Usually, rare earth ion and seven yuan of melon rings (Q [7]) can not be constructed form solid supermolecule polymer at neutral, acidic aqueous solution.But when zinc chloride introduced rare earth ion and seven yuan of melon rings (in the acidic solution (HCl) that Q [7] coexists, owing to defining tetrachloro zincate anion, similar to tetrachloro cadmium acid radical anion, it also can rise " cellular effect ", makes rare earth ion and seven yuan of melon rings (Q [7]) direct coordination can form tubular structure supermolecule polymer rapidly.When concentration of hydrochloric acid is at 3 ~ 6mol/L, the linear structure supermolecule polymer of formation is tubular structure (see accompanying drawing 1).

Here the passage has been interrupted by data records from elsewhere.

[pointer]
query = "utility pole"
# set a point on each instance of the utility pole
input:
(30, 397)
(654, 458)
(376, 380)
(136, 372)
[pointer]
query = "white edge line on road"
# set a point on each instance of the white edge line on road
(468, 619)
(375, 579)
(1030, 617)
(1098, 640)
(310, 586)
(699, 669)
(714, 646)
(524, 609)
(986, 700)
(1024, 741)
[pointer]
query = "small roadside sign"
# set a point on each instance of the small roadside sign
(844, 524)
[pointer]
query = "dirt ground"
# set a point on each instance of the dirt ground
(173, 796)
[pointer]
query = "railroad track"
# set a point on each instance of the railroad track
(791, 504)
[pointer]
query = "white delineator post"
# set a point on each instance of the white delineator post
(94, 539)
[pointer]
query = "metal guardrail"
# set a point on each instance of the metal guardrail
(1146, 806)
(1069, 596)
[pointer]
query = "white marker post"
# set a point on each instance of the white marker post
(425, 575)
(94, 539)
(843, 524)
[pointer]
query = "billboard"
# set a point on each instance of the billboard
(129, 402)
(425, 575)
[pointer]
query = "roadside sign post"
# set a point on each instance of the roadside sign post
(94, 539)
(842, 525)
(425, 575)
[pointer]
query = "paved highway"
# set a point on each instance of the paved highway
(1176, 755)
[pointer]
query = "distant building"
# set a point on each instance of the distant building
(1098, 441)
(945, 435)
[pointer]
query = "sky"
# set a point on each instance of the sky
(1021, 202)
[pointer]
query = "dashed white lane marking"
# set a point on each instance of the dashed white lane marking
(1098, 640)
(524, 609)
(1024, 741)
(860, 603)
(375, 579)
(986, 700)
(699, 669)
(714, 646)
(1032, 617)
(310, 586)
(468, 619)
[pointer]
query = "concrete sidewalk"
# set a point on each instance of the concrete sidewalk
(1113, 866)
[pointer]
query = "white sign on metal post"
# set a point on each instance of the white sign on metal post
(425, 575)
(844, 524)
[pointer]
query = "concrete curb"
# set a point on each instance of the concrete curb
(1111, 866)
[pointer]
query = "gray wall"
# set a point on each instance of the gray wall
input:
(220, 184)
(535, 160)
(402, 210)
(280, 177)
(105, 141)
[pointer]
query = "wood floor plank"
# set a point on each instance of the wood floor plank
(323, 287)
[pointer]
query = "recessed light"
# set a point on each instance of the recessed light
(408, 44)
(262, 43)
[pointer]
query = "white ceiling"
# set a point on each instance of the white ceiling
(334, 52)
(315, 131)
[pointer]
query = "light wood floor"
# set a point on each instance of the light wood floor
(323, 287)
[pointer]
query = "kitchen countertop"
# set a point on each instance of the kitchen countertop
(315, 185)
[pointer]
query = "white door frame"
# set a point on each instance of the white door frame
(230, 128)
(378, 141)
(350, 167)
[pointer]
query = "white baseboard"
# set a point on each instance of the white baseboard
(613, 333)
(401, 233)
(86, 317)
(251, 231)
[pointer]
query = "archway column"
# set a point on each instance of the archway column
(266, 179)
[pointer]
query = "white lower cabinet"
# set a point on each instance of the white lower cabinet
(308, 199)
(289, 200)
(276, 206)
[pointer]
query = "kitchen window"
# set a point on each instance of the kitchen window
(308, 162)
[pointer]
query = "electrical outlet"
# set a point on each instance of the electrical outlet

Be exactly utilize tetrachloro zincate anion in present patent application, make seven yuan of melon rings (Q [7]) and the direct coordination of serial rare-earth metal ion, synthesized a series of seven yuan of melon rings-rare earth metal tubulose supermolecule polymer.Utilize the polymkeric substance with metal-melon ring organic framework, in fractionation by adsorption, have huge application potential.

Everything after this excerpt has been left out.